TAP block – nine studies showed decreased pain scores vs placebo or morphine alone and six studies showed no difference vs placebo.
Not recommended routinely
Ketamine, magnesium, alpha-2 agonists, regional anaesthesia, lidocaine infusion, esmolol infusion, single port surgical techniques and warmed humidified insufflation gas.
The recommended first line analgesia medication and techniques and the second line options include paracetamol and NSAIDs (grade A evidence), port site LA (grade A) and rescue opioid analgesia (grade B). One of the reasons for recommending rescue opioids rather than first line is in view of the side effect profile related to many opioids. Their decision for gabapentinoids as second line is due to the unknown correct dose for these drugs and the incidence of sedation related to their use.
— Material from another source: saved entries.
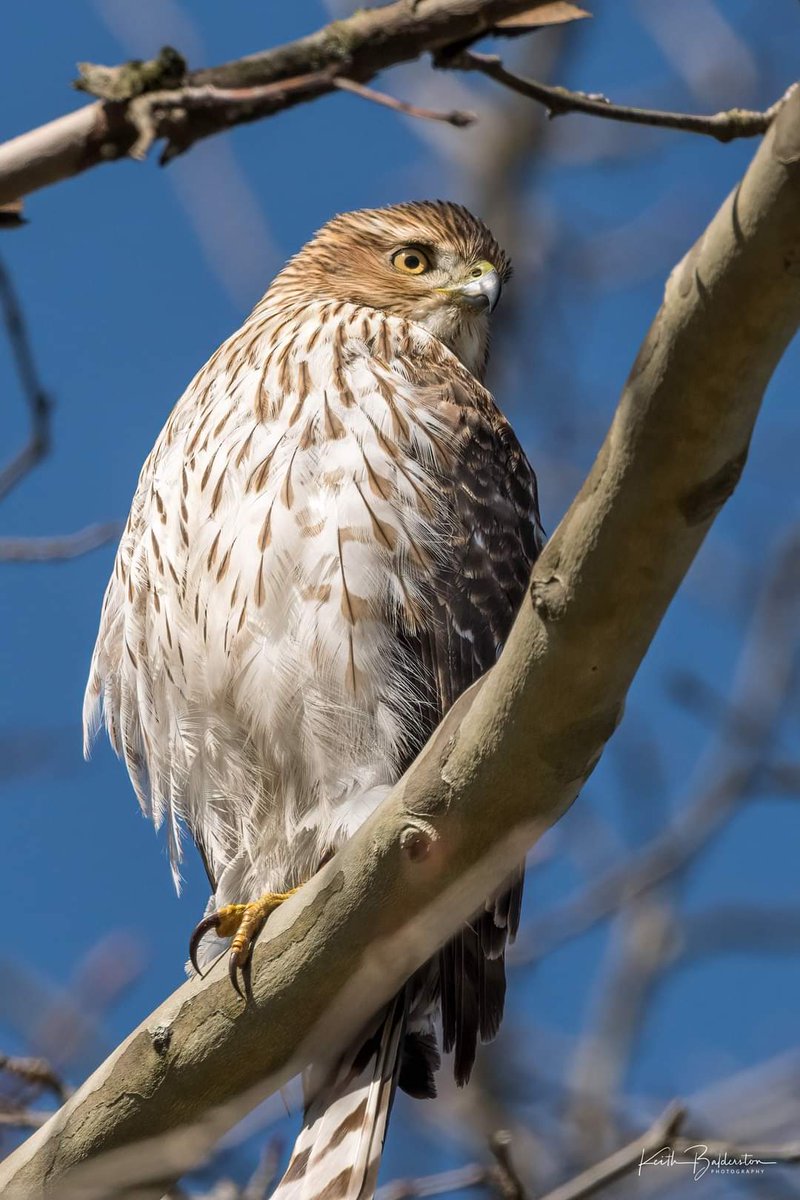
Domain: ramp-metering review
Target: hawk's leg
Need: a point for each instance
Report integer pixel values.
(242, 923)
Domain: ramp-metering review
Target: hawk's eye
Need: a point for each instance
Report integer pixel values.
(410, 261)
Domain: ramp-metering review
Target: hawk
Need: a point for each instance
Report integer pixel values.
(328, 544)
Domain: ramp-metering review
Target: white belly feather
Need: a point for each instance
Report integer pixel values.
(250, 658)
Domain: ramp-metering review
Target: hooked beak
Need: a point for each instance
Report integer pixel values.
(480, 289)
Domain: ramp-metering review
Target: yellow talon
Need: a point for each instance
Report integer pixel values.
(242, 923)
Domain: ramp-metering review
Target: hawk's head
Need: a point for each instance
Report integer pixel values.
(428, 262)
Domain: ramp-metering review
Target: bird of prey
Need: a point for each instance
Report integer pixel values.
(328, 544)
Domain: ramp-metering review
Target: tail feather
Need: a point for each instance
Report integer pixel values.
(337, 1152)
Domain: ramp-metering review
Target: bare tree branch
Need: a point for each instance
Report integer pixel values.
(735, 123)
(37, 400)
(527, 737)
(457, 117)
(151, 105)
(59, 547)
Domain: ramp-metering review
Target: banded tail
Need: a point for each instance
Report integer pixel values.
(337, 1152)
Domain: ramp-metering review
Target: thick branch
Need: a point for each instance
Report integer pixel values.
(216, 99)
(515, 750)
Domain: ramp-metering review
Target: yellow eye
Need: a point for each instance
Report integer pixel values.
(410, 261)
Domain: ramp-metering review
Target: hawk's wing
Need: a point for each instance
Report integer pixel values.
(498, 537)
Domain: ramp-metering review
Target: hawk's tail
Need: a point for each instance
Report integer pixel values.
(337, 1152)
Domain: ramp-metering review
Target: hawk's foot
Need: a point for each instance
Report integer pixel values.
(242, 923)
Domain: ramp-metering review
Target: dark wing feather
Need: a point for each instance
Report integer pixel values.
(493, 490)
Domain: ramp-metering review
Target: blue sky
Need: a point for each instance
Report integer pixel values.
(131, 276)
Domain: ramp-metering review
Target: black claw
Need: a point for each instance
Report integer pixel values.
(247, 976)
(233, 973)
(200, 930)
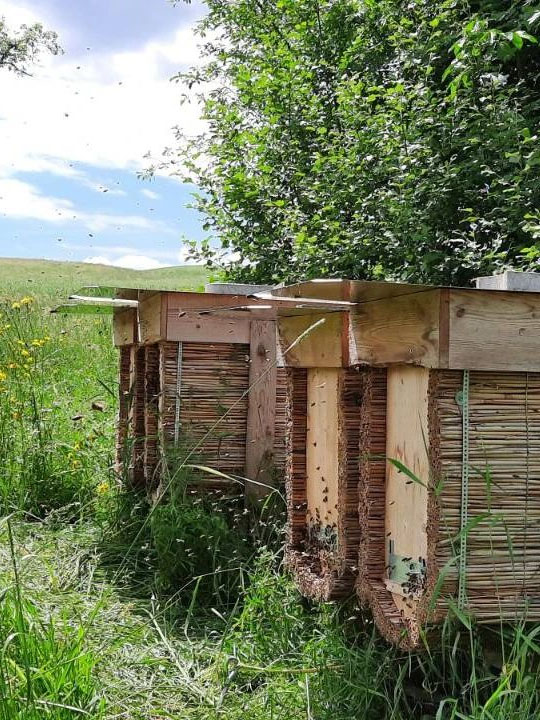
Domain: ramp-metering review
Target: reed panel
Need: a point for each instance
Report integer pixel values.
(498, 565)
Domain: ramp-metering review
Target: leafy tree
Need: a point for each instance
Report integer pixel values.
(20, 49)
(368, 138)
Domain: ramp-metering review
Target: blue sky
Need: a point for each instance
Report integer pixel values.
(74, 135)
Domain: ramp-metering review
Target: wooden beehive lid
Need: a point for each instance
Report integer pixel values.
(435, 327)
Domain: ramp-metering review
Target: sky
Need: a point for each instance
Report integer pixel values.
(76, 134)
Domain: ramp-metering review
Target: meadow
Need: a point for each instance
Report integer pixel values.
(112, 610)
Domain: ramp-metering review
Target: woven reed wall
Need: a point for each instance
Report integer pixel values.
(323, 557)
(138, 413)
(213, 384)
(502, 560)
(151, 416)
(124, 404)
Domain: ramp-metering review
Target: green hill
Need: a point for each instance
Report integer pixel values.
(55, 280)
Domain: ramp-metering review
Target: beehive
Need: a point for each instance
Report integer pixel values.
(205, 379)
(450, 541)
(413, 509)
(200, 382)
(452, 522)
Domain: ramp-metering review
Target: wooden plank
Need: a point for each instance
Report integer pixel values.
(193, 327)
(406, 440)
(150, 317)
(323, 289)
(322, 347)
(223, 305)
(370, 290)
(125, 327)
(322, 445)
(261, 408)
(493, 330)
(404, 329)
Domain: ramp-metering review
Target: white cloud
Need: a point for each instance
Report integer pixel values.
(132, 262)
(106, 110)
(150, 194)
(20, 199)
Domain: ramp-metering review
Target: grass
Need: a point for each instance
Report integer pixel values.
(108, 613)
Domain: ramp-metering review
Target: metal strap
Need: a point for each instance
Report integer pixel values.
(462, 581)
(178, 395)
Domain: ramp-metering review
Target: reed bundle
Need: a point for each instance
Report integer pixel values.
(489, 545)
(124, 404)
(178, 396)
(137, 416)
(151, 415)
(322, 480)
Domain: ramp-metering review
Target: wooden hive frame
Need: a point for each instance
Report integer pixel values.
(427, 337)
(322, 480)
(429, 541)
(442, 548)
(202, 358)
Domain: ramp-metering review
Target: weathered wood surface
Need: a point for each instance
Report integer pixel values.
(322, 445)
(321, 347)
(193, 327)
(494, 330)
(261, 419)
(125, 329)
(403, 329)
(152, 317)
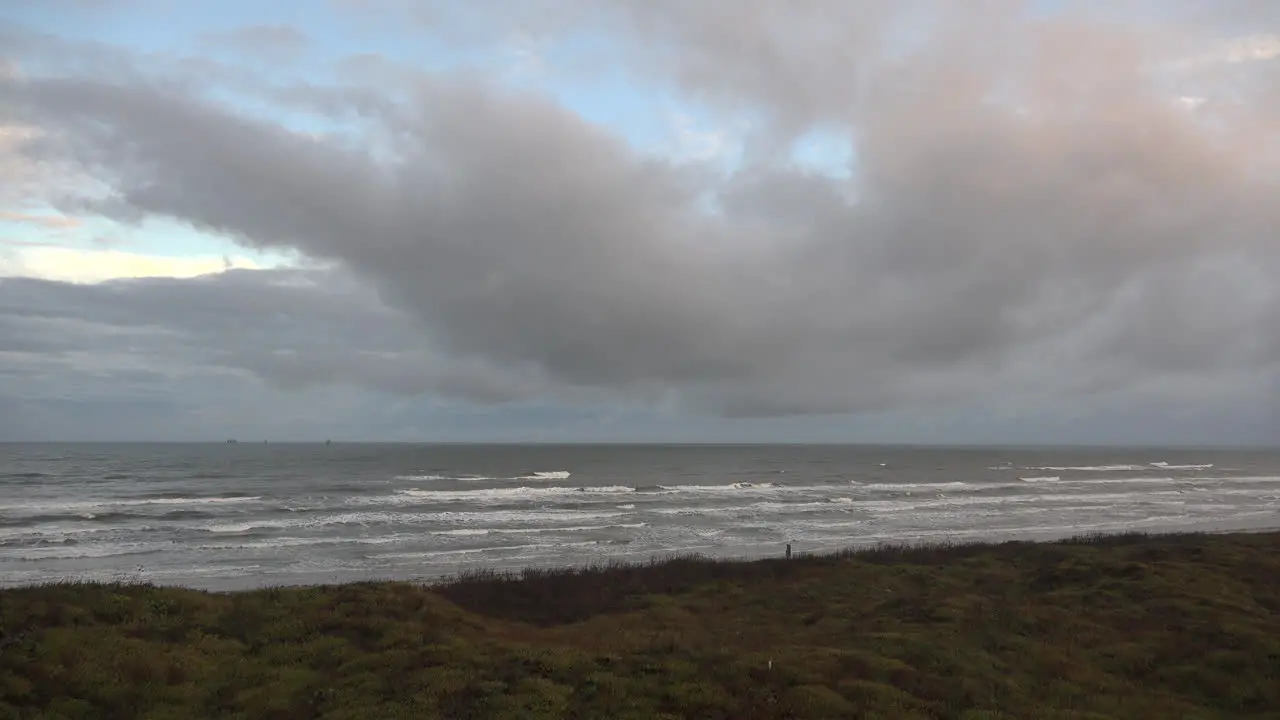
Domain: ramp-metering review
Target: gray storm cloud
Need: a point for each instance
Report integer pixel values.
(1031, 210)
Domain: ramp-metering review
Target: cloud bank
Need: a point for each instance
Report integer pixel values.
(1032, 218)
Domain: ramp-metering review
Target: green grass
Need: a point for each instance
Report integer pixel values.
(1124, 627)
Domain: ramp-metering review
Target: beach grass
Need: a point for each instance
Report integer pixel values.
(1125, 627)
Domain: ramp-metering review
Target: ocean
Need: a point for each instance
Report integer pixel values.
(229, 516)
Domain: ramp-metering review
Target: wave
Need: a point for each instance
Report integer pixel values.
(82, 551)
(910, 487)
(510, 493)
(1089, 468)
(91, 509)
(478, 532)
(531, 475)
(375, 519)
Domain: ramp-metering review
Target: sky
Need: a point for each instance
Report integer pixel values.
(653, 220)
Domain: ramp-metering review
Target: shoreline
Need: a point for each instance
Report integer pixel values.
(1110, 625)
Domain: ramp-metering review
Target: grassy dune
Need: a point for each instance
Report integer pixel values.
(1119, 627)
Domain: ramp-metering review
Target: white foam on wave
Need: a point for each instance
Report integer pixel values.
(476, 532)
(374, 519)
(538, 475)
(86, 507)
(83, 551)
(728, 487)
(1168, 466)
(912, 487)
(498, 495)
(1244, 479)
(547, 475)
(1088, 468)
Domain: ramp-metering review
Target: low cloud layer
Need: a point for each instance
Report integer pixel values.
(1032, 218)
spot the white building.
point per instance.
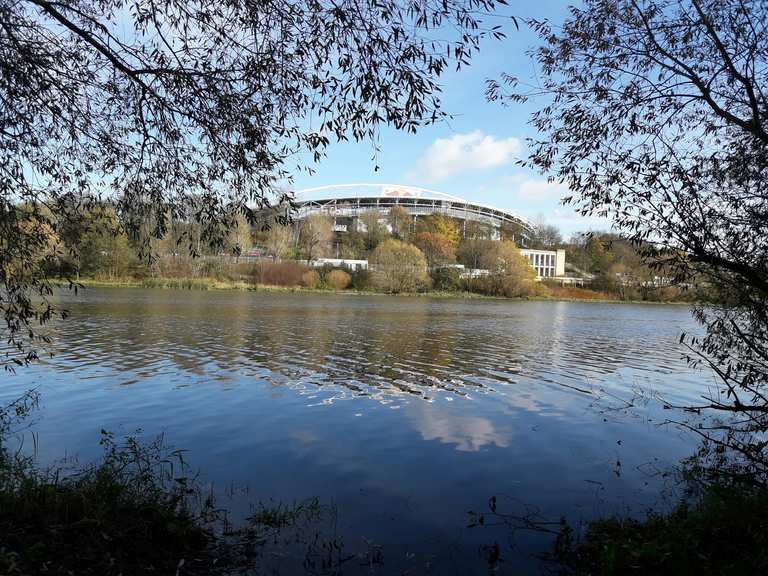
(547, 263)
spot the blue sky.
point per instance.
(473, 155)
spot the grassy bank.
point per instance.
(723, 531)
(559, 294)
(129, 513)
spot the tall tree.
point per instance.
(440, 224)
(658, 117)
(149, 102)
(315, 236)
(279, 240)
(399, 267)
(373, 230)
(437, 249)
(399, 222)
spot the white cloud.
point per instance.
(471, 152)
(541, 190)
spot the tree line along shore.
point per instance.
(429, 255)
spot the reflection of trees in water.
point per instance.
(340, 347)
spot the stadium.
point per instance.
(345, 202)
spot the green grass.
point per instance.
(722, 532)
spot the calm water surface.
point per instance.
(403, 414)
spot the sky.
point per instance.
(474, 155)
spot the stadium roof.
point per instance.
(392, 191)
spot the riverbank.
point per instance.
(556, 294)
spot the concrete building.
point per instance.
(547, 263)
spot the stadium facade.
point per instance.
(346, 202)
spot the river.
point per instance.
(401, 414)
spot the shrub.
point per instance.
(337, 279)
(400, 267)
(448, 279)
(362, 279)
(310, 279)
(278, 273)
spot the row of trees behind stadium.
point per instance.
(405, 255)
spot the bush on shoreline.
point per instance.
(133, 512)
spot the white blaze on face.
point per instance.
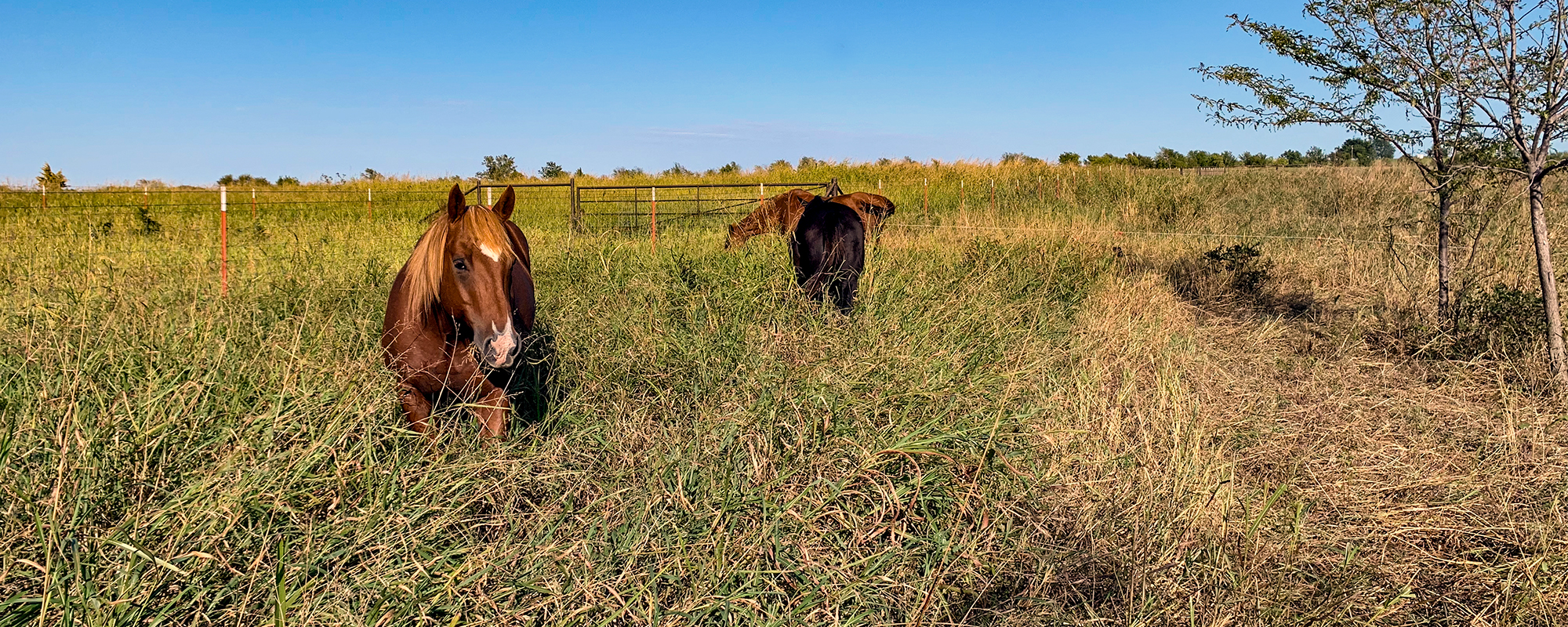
(504, 344)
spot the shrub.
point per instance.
(1236, 280)
(244, 181)
(1503, 321)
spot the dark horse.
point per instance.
(459, 313)
(829, 252)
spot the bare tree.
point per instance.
(1377, 57)
(1519, 82)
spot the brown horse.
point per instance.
(459, 313)
(874, 209)
(777, 216)
(780, 214)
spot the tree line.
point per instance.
(1352, 153)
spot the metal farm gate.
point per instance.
(639, 209)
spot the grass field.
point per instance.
(1047, 413)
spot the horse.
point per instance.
(874, 209)
(829, 252)
(460, 311)
(777, 216)
(782, 212)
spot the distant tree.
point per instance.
(1133, 159)
(53, 181)
(1169, 159)
(1382, 148)
(1356, 151)
(499, 169)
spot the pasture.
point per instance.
(1053, 410)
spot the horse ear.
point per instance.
(456, 203)
(509, 201)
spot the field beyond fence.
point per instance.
(1069, 396)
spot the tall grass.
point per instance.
(1017, 427)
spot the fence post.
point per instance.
(576, 219)
(223, 237)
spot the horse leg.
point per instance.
(416, 407)
(493, 411)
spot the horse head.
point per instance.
(485, 285)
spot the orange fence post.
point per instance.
(223, 237)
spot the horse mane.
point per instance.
(427, 266)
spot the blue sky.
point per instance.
(192, 92)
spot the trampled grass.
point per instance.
(1020, 426)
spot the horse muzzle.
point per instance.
(501, 349)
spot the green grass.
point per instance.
(1014, 429)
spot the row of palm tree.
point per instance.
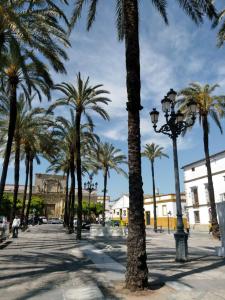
(28, 27)
(127, 15)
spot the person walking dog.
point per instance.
(15, 226)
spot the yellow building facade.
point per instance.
(165, 210)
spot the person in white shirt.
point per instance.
(15, 226)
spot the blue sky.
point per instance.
(171, 57)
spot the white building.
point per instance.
(119, 210)
(196, 188)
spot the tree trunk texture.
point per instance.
(69, 206)
(16, 175)
(72, 174)
(66, 199)
(11, 129)
(27, 163)
(30, 189)
(215, 225)
(79, 177)
(104, 196)
(137, 271)
(154, 197)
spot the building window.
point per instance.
(194, 193)
(164, 209)
(197, 216)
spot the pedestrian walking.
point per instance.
(15, 226)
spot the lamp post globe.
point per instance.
(173, 127)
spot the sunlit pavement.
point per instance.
(46, 263)
(202, 277)
(42, 264)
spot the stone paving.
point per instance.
(41, 264)
(46, 263)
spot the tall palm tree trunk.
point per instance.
(72, 203)
(154, 197)
(79, 176)
(66, 199)
(16, 175)
(137, 271)
(27, 163)
(11, 129)
(215, 225)
(30, 189)
(104, 196)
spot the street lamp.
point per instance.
(174, 126)
(168, 220)
(90, 187)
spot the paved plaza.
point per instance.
(47, 263)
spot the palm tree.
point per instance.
(36, 25)
(61, 163)
(21, 70)
(82, 98)
(153, 151)
(65, 130)
(127, 27)
(221, 33)
(108, 158)
(27, 27)
(212, 106)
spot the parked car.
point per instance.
(85, 224)
(42, 220)
(55, 221)
(4, 228)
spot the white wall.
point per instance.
(194, 178)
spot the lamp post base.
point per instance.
(181, 246)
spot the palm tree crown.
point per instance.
(152, 151)
(109, 157)
(208, 104)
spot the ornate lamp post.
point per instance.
(173, 127)
(90, 187)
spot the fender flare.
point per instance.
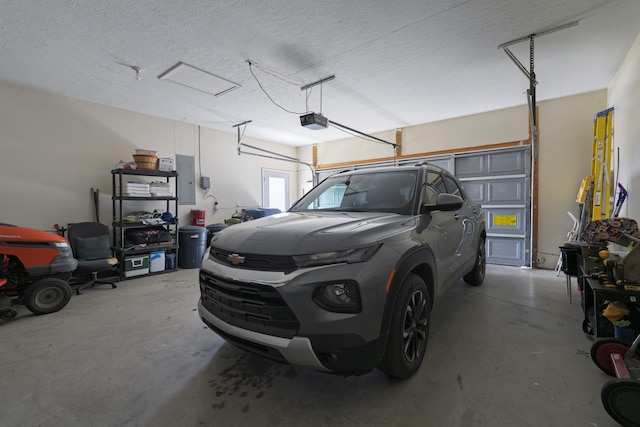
(420, 255)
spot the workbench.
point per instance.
(594, 295)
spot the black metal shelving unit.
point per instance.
(118, 179)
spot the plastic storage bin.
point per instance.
(156, 261)
(192, 246)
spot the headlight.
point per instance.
(338, 297)
(348, 256)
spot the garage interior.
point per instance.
(219, 90)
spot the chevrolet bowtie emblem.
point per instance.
(235, 259)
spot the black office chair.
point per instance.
(90, 245)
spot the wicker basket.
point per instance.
(146, 162)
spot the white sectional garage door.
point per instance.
(500, 180)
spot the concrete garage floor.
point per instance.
(508, 353)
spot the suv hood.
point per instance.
(297, 233)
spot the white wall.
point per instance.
(624, 96)
(54, 149)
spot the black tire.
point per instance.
(409, 329)
(476, 276)
(620, 399)
(602, 349)
(47, 295)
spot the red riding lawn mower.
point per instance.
(35, 269)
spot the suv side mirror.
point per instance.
(446, 202)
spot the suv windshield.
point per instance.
(369, 192)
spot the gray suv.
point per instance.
(345, 281)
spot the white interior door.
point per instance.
(275, 189)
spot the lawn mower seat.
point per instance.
(91, 247)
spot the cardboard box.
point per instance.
(137, 265)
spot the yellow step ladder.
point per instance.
(601, 164)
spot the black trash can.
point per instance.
(193, 244)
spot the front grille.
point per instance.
(262, 262)
(249, 306)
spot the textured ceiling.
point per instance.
(396, 62)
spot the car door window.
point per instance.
(452, 186)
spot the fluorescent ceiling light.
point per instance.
(195, 78)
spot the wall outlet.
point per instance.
(205, 182)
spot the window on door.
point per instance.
(275, 192)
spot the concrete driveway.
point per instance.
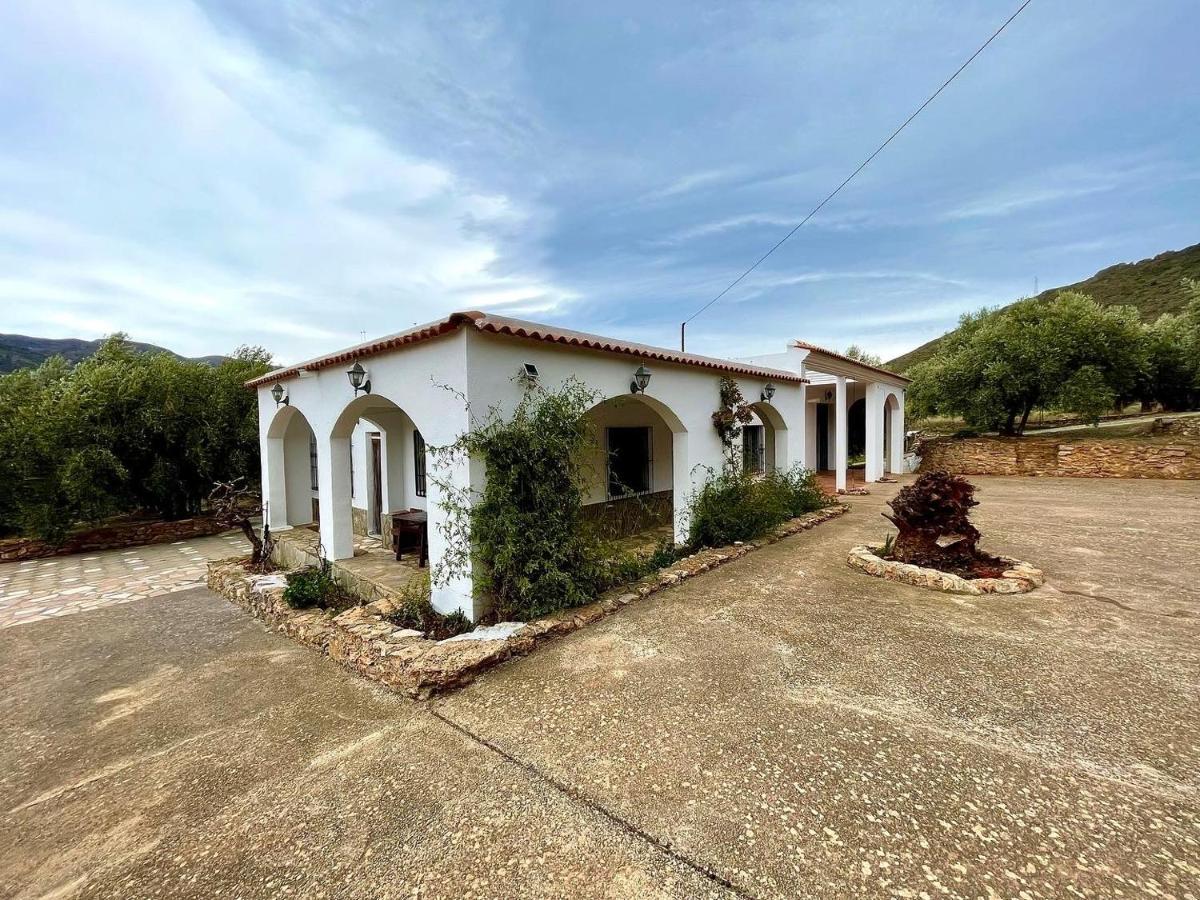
(780, 727)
With regards to the not recommended options, ketamine studies showed mixed results and hallucinations were considered a risk, magnesium may cause potentiation of muscle relaxation. During discussion in our department this potentiation was seen as a positive side effect as a second dose of muscle relaxant was often not required with magnesium, when prior to its use it often was given, with clinically observed adequate return of muscle function. Alpha-2 agonists had limited evidence and had potential for adverse effects. Regional anaesthesia techniques such as epidural or paravertebral blocks had potential for complications or failure and epidural techniques would be counterintuitive in ambulatory patients. Lidocaine and esmolol infusions post-operatively would require close monitoring and considered a risk of overdose. They do not recommend its use as a one off dose at induction which could be further investigated.
This study is wide ranging but is obviously dependent on the scope and quality of the studies it uses. They do comment on the fact that many of the studies did not state routine analgesic protocols or did not provide basic analgesia such as paracetamol or NSAIDs which is not so clinically relevant.
Summary by Dr M Chandler. Journal Club Meeting 18 October 2018.